## About

Some forms of predictive data mining generate rules that are conditions that imply a given outcome.

Rules are if-then-else expressions; they explain the decisions that lead to the prediction.

They are produced from a decision tree or association (such as association rule)

For example, a rule might specify that a person:

- who has a bachelor's degree (an attribute)
- and lives in a certain neighbourhood (an other attribute)

is likely to have an income greater than the regional average.
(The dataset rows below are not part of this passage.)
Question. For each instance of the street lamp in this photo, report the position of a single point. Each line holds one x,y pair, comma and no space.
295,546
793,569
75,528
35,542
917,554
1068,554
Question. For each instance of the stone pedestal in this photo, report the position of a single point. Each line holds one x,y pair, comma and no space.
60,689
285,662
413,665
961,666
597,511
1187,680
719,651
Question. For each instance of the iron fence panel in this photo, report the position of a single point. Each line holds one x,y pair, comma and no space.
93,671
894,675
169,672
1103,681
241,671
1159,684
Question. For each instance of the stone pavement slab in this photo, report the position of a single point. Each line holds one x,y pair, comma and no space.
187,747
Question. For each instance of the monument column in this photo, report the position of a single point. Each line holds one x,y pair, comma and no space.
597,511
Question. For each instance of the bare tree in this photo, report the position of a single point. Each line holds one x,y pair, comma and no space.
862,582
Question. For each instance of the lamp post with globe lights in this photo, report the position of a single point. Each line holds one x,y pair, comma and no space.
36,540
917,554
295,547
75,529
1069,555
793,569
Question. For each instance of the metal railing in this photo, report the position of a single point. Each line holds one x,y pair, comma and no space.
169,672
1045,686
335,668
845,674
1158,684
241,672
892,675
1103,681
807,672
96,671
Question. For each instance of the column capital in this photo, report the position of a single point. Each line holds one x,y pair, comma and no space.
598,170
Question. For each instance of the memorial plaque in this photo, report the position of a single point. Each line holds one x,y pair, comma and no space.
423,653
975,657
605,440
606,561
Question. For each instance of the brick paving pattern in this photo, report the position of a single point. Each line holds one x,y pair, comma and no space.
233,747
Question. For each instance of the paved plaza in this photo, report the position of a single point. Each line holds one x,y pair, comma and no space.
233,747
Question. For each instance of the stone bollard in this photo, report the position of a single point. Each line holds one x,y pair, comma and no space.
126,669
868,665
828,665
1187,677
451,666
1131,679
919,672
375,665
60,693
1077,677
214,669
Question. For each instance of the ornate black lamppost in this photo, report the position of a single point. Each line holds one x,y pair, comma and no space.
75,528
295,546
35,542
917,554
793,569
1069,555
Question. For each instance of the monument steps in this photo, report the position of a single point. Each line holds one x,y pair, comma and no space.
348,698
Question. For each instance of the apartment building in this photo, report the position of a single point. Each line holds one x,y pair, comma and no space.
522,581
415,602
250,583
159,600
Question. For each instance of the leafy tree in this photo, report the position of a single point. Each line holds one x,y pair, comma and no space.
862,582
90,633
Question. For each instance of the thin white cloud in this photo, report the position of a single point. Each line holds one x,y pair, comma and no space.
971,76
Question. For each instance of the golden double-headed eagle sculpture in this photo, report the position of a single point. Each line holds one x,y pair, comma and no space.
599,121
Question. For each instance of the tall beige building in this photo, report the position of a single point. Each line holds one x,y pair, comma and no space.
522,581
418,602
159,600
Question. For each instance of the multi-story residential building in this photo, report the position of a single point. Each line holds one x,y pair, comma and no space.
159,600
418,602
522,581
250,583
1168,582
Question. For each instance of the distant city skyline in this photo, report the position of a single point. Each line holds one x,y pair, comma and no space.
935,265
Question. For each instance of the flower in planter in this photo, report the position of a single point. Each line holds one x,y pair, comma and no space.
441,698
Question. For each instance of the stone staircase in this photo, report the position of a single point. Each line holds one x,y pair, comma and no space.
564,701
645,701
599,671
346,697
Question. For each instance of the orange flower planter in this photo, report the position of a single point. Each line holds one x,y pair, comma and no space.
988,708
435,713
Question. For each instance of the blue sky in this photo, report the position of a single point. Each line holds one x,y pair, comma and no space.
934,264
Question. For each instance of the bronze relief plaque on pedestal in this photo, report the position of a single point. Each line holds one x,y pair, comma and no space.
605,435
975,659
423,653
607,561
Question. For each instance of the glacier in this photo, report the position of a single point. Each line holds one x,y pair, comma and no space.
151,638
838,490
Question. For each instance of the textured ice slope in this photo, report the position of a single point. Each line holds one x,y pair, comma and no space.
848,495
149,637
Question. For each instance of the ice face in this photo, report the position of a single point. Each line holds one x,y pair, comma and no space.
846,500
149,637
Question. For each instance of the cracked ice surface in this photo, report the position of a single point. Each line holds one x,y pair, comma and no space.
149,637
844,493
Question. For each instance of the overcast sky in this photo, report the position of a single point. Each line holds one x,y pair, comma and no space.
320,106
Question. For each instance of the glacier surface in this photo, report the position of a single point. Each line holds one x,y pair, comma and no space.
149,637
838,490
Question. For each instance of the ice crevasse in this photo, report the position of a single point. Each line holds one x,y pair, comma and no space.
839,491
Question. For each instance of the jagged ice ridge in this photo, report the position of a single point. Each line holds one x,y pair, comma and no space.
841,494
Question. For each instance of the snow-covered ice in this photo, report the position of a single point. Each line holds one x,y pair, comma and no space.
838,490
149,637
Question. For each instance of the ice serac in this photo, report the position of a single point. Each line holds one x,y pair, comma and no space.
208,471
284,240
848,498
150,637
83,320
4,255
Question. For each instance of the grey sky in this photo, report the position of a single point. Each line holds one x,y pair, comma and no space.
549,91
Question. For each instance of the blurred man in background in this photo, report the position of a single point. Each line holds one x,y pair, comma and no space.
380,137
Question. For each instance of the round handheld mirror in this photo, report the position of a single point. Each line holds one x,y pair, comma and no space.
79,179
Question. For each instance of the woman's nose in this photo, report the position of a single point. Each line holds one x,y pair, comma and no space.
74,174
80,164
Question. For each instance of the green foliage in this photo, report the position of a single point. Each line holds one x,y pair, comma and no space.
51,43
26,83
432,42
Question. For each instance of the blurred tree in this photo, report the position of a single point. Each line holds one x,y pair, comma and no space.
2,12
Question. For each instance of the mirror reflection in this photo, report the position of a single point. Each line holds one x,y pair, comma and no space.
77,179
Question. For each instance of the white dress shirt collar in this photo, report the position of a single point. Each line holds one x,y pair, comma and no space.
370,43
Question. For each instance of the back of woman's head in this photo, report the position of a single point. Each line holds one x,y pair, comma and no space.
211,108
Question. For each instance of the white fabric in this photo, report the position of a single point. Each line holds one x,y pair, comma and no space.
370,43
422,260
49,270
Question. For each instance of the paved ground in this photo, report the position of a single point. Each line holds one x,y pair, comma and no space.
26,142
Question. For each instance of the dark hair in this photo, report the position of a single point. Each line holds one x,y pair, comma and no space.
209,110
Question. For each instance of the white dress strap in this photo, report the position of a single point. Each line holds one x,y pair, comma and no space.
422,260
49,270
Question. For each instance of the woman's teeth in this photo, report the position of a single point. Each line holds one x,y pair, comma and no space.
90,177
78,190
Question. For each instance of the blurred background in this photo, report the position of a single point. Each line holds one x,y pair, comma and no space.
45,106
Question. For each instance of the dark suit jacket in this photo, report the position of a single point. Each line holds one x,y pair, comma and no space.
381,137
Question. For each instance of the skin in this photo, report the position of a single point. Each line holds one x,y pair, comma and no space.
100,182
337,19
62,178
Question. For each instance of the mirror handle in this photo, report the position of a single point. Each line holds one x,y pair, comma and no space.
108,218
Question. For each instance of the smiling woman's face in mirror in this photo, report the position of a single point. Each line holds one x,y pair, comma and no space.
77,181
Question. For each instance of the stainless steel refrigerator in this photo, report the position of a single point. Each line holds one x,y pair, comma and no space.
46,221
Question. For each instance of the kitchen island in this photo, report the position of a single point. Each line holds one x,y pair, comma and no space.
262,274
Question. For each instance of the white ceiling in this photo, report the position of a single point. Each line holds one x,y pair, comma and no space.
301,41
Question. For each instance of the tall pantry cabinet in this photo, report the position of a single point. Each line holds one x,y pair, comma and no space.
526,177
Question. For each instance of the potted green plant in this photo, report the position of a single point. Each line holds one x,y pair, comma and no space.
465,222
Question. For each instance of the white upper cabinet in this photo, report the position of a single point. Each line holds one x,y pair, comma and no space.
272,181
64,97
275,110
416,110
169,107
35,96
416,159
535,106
**ODM Basket Analysis rules where antecedent and consequent contain the product ID.**

## Articles Related

## Type

### Classification

A classification rule predicts value of a given attribute:

`If outlook = sunny and humidity = high then play = no`

### Association

A Association rule predicts value of arbitrary attribute (or combination)

```
If temperature = cool then humidity = normal
If humidity = normal and windy = false then play = yes
If outlook = sunny and play = no then humidity = high
If windy = false and play = no then outlook = sunny and humidity = high
```

## Set of Rules

rule is easy to interpret, but a complex set of rules probably isn’t.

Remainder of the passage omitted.